Bongo has turned a ~$1M investment into $6M+ in annual revenue with a compelling growth projection in the next couple of years.
Sramana Mitra: Let’s start at the very beginning of your journey. Where are you from? Where were you born and raised? What kind of background?
Josh Kamrath: I was born in Phoenix, Arizona. I lived there until I was 12. Then my family moved to Colorado, which I consider my home. I grew up there and went to college at Colorado State University where I met my wife Josie. She’s from California. I graduated a year ahead of her.
I worked at Middleware Software Company, which was also a startup. At the time, they had seven or eight people. I worked there for about a year.
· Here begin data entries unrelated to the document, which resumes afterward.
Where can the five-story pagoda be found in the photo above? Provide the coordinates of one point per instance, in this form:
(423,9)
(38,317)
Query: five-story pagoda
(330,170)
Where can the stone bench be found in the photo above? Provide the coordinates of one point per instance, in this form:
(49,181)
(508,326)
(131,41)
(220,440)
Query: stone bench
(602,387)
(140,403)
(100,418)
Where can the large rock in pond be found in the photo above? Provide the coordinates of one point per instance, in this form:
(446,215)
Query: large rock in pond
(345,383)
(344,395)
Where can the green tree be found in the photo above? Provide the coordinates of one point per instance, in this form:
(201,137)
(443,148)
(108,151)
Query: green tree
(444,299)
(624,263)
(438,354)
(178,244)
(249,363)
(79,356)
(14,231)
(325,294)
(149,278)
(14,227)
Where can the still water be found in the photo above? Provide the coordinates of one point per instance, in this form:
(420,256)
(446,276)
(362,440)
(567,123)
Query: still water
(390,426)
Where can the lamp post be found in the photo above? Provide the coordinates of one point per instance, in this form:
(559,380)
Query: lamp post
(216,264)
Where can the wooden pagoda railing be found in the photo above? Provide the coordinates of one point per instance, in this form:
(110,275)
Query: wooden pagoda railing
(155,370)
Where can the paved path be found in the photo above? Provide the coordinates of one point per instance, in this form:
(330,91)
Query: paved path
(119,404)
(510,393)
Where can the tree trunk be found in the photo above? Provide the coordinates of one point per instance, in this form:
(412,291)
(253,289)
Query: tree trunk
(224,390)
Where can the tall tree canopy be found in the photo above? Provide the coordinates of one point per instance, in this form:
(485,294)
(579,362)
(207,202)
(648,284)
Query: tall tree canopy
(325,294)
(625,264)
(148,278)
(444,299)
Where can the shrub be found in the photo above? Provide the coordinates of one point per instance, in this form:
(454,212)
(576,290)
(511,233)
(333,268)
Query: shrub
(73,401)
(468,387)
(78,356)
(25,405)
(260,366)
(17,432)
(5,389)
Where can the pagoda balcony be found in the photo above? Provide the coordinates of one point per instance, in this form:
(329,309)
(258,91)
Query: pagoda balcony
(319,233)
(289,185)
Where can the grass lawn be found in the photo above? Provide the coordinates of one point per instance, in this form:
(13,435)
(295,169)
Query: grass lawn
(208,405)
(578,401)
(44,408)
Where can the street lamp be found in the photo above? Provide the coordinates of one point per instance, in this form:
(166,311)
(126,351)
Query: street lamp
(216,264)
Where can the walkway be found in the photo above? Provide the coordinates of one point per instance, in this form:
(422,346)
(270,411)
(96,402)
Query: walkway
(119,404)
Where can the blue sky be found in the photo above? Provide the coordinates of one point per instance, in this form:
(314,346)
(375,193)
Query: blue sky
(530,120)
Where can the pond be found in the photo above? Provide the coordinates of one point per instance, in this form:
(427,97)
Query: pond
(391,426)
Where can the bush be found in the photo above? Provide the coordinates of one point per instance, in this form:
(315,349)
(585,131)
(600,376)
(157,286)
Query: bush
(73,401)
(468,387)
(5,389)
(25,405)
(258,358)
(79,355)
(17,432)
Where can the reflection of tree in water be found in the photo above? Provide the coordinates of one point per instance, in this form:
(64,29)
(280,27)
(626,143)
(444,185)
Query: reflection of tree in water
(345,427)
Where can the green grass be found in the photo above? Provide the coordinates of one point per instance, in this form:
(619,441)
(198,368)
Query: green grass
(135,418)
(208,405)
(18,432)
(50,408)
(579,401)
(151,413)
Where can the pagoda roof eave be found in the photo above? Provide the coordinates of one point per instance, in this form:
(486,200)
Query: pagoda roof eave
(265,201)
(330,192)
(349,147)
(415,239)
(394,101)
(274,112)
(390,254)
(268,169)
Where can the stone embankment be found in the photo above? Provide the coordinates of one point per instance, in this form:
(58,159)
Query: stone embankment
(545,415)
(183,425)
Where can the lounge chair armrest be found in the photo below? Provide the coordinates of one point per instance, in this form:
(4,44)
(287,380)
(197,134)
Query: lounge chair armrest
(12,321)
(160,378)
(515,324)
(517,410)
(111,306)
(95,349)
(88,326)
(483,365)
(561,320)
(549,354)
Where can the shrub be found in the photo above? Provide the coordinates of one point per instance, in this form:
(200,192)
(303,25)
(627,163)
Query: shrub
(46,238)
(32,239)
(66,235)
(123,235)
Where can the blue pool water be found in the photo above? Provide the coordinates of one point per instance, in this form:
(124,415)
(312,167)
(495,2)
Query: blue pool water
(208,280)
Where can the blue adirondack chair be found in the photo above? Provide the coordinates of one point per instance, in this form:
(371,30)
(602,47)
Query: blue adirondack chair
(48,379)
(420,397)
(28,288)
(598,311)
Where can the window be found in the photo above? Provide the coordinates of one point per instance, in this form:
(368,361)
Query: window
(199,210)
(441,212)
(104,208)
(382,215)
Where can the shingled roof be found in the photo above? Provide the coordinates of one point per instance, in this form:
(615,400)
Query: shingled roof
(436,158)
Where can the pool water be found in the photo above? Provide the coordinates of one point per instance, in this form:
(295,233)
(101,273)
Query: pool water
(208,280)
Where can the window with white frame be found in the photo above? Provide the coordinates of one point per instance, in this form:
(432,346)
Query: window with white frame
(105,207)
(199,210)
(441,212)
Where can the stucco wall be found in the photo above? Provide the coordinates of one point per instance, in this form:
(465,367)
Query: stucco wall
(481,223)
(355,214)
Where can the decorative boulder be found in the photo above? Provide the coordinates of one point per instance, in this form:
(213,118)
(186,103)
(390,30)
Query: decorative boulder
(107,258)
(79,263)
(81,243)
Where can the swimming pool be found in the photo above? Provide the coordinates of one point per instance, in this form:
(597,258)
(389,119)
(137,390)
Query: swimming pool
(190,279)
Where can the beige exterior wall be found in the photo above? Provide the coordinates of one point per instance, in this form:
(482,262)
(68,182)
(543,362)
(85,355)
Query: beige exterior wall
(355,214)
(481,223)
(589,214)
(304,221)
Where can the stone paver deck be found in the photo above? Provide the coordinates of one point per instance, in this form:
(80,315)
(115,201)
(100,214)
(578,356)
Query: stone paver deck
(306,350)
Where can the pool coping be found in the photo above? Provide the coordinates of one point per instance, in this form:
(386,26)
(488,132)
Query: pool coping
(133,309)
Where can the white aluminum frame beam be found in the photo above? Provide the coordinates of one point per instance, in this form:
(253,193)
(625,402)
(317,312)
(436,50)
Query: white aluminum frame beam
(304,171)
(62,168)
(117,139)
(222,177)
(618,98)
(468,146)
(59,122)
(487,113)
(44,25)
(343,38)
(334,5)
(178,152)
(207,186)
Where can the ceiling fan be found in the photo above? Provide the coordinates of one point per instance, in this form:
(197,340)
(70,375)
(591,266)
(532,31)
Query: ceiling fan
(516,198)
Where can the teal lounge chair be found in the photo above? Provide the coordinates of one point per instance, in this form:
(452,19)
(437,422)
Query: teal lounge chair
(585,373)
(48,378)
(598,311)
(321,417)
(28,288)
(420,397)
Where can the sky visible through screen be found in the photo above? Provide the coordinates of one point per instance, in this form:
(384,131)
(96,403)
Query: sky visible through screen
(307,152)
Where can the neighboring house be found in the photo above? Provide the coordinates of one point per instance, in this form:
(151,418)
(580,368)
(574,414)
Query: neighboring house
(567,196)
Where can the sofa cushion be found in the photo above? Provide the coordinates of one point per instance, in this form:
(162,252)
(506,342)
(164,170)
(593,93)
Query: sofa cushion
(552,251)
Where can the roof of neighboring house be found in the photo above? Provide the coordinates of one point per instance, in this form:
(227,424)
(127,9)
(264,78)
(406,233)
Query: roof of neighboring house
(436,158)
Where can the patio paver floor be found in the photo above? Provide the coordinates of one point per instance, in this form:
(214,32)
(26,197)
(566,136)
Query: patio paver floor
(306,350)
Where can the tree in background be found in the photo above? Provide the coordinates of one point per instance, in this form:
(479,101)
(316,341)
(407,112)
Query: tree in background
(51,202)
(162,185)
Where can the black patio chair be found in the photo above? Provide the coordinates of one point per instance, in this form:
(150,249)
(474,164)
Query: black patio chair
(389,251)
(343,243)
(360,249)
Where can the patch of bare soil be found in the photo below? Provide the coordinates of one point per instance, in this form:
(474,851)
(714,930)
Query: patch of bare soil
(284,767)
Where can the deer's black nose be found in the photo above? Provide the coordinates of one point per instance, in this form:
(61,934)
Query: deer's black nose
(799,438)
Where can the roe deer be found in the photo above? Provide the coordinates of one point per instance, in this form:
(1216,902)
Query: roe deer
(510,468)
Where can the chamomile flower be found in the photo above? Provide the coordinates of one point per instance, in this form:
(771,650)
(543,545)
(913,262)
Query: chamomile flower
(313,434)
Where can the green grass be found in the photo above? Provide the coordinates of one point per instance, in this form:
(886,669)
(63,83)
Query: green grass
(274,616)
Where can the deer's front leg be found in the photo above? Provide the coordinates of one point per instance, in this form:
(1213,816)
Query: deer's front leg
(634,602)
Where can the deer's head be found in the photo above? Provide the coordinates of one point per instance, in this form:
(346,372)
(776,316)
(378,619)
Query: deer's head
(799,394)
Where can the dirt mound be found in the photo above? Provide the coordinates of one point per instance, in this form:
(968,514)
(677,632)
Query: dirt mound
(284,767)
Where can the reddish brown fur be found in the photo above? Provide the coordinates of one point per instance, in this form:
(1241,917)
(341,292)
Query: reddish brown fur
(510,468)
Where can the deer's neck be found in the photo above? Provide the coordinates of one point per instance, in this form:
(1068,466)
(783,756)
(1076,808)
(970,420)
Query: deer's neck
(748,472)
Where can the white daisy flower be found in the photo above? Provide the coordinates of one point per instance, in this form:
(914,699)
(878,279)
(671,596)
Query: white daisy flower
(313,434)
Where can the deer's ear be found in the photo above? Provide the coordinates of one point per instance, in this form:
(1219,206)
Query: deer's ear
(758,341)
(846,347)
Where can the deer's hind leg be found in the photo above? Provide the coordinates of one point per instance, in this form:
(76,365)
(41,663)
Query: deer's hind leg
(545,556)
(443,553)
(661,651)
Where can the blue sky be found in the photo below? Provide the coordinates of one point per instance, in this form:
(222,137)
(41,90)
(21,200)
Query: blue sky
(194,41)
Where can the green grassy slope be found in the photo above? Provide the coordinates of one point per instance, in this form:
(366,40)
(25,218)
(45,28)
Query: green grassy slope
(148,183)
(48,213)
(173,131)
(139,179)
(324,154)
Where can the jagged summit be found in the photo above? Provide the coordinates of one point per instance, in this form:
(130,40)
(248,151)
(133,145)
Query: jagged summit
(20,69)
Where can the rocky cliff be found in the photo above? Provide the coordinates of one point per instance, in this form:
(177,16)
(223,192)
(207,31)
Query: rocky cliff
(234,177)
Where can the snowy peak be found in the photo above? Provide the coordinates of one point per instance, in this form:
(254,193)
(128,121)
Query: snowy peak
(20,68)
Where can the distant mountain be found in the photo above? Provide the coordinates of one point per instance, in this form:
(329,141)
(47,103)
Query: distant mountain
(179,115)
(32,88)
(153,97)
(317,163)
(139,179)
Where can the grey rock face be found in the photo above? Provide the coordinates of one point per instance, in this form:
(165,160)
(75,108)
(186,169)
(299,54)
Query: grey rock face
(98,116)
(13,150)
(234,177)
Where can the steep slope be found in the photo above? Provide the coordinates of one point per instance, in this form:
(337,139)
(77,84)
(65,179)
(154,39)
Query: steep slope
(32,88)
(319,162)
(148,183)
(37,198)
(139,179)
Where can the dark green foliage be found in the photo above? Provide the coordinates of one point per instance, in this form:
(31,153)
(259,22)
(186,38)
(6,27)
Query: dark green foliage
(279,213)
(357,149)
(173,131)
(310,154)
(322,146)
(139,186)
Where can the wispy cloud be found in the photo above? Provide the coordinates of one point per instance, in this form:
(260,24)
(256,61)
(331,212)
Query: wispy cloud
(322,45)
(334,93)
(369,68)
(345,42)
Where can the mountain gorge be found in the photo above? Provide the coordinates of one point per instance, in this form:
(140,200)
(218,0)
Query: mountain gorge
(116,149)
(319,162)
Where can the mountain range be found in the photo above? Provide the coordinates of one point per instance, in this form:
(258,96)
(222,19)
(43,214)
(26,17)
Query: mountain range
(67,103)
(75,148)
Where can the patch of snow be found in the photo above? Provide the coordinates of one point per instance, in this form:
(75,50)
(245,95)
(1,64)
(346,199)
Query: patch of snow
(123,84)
Josie and I were just dating at the time.
When she graduated, we decided to move out to California where her whole family’s from. I had to quit my job and start to put my feelers out and look for something new. I moved out and lived with Josie’s parents in their basement for what ended up being a couple of years.
We originally thought it was just going to be a couple of months. Then she moved out and we just started living here. That was about eight or nine years ago. Originally we were called YouSeeU, which was a video tool. Especially in the early days, we were education-focused. Now we’re in a lot of different markets and have more emphasis on corporate learning.
That’s where the YouSeeU name came from. Bongo was founded by a tenured professor named Dr. Jeff Lewis. I had known him through college. He also taught at Colorado State where I attended. He said, “Higher education is really concentrated in Southern California. We’re just starting to get a minimum viable product out. Why don’t you start to try to go out and sell Bongo?”
I lived in my in-laws’ basement and just went out door to door trying to sell Bongo. Then Josie and I got married. Over the last several years, the company has grown significantly and I have come to climb the ladder. About nine months ago, we ended up buying the original founder out. We took over. I became the CEO and there was an equity transition.
Sramana Mitra: You’re saying you’re not the founder of Bongo. When you got involved, how big was the company?
Josh Kamrath: Basically, It was just the founder and me.
Sramana Mitra: So you’re almost a founder.
Josh Kamrath: Exactly. That’s the thing. I’m almost a founder, but technically I’m not one.
Sramana Mitra: Let’s go back to the very beginning of the founding of the company. Talk about how the founder got the company started. What was the concept? What was the genesis of the company?
Josh Kamrath: He’s a tenured professor in Metropolitan State University of Denver. Back in 2009, online courses were starting to become more prolific. He taught business communications. There was a need for the business communication course to go online.
A big part of that course was having students give presentations. Think of visual aids to those presentations and then receiving feedback and coaching from their peers. Obviously, you can’t give an online course and expect the students to come to class to give a presentation. So he set out to solve his own problem.
That was the genesis of Bongo. How he got it started was he found some contract engineers. I think the name is changed but it used to be called Upwork. It was a platform facilitating and connecting remote development.